Incoming request payload: https://<your-backend-url>/update
{
"uid": "string",
"destination": {
"address": "string",
"chain_id": "string",
"signature": "string",
"id": "string"
}
}
Response payload:
{} // Empty object
The CoKeeps Hot Wallet will attempt to resend notifications a maximum of three times within a 5-minute interval if your back-end service fails to respond accordingly.
Secret and Salt Management
Secret
The secret refers to the value used in AES encryption and decryption of payload data exchanged between the CoKeeps Hot Wallet and your back-end service. If this secret is compromised, it should be replaced immediately.
It's crucial to ensure that the secret value is not stored within your source code or a distributed version control system. Ideally, the value should be stored in a separate configuration file and shared with the back-end service via a restricted environment variable.
Salt
The salt is used to generate the key
mentioned in the User Verify and Machine Verify receiving endpoint section previously. CoKeeps should not have knowledge of this value, and it should remain consistent throughout the usage of the CoKeeps Hot Wallet.
The salt value can be arbitrary, but it's recommended to use a longer value with higher entropy. You can generate the salt value by hashing a password with SHA-512, for example. As long as the salt remains deterministic, it can be reliably used.
Similar to the secret value, the salt value should not be distributed and should remain isolated from irrelevant parties.
Sharding Strategy
To enhance security and avoid storing the secret or salt in a single location, you can distribute the value across multiple locations using Shamir Secret Sharing.

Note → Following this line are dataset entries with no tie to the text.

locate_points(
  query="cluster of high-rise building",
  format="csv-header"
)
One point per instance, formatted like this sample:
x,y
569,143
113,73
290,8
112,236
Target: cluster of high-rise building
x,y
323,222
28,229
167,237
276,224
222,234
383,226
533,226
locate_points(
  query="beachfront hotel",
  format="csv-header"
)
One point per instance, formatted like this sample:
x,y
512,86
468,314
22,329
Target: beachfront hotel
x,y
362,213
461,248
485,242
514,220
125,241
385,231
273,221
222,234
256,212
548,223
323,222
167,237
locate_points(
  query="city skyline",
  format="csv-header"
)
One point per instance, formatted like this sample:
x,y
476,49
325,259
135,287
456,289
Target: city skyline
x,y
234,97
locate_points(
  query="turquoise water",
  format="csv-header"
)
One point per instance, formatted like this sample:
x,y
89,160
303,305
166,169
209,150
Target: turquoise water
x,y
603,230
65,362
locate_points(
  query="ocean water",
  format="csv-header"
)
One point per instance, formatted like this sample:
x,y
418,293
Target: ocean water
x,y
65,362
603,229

In this strategy, the back-end service combines the shards to reconstruct the original value.
┌──────────────────┐
┌───┤ Shard 1 Location │
│ └──────────────────┘
┌──────────────────────┐ │
│ Back-end Service │ │ ┌──────────────────┐
│ ├───┼───┤ Shard 2 Location │
│ Combine 2 of 3 │ │ └──────────────────┘
└──────────────────────┘ │
│ ┌──────────────────┐
└───┤ Shard 3 Location │
└──────────────────┘
You can employ as many shards and threshold configurations as necessary, providing redundancy and eliminating single points of failure.
NOTE
This strategy is optional and should only be implemented after a full understanding of how to efficiently perform redundancy infrastructure and how Shamir Secret Sharding works.